Here's how you assign roles to a group:

  1. In the Identity Cloud Service console, click navigation menu icon, and then click Applications.
  2. Open the Oracle Identity Cloud Service application defined for your application.
  3. Click the Application Roles tab.
  4. Next to the role you want to assign, click action menu icon, and then select Assign Groups.
  5. Find and select the group you just created, and then click Assign. For a description of the predefined roles, see the About Roles topic.

Assign Users to Groups

Assign users to groups to automatically assign them the appropriate roles and permissions.

Here's how you assign users to a group:

  1. In the Identity Cloud Service console, click navigation menu icon, and then click Groups.
  2. Open the group you want to assign users to.
  3. Click Users and then Assign.
  4. Select the users you want to add, and then click OK.

Remove Users

You use Oracle Identity Cloud Service to remove users from your application.

Only the initial or administrative user can perform this task.

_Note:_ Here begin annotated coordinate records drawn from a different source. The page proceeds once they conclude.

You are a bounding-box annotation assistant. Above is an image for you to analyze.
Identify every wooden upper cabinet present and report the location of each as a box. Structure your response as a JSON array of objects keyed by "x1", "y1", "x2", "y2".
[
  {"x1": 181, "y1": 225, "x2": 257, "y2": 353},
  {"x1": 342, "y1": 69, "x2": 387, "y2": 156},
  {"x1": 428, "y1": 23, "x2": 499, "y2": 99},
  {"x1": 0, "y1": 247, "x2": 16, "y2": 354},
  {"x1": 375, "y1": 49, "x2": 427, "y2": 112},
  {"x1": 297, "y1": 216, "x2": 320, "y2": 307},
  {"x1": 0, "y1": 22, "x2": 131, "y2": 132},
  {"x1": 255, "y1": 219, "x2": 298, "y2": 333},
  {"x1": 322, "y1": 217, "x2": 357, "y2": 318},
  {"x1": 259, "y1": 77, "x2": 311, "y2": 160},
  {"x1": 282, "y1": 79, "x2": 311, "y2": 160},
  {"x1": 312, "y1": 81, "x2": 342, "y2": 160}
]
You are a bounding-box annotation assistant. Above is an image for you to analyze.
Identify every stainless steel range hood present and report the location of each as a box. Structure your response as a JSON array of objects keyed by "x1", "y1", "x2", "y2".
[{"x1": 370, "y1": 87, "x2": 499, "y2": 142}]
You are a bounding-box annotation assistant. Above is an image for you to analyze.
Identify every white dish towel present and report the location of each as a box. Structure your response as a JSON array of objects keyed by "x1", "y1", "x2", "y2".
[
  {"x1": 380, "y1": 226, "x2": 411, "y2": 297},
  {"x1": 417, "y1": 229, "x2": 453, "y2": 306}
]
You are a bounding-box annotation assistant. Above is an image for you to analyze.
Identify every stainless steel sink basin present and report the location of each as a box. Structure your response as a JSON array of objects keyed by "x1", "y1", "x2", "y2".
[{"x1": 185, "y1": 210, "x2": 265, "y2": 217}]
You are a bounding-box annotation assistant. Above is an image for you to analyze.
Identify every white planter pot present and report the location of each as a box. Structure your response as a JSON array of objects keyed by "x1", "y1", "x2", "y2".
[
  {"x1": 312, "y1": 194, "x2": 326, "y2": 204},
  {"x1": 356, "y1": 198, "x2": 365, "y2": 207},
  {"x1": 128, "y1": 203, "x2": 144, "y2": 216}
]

You can remove users in either of these ways:

  • Deactivate users: The user and all related information remain in the application. The user can be reactivated in the future.
  • Delete users: The user and all related information are removed from the application. The user can't be reactivated.

Refer to the chapter Manage Oracle Identity Cloud Service Users in Administering Oracle Identity Cloud Service for more information.

Set Up Password Policies

Here's the default password policy for your application:

  • Minimum length: 8 characters
  • Minimum numeric characters: 1
  • Minimum alphabet characters: 2
  • Minimum uppercase characters: 1
  • Minimum lowercase characters: 1
  • Minimum special characters: 1

For information about modifying this policy, refer to the chapter Managing Oracle Identity Cloud Service Password Policies in Administering Oracle Identity Cloud Service.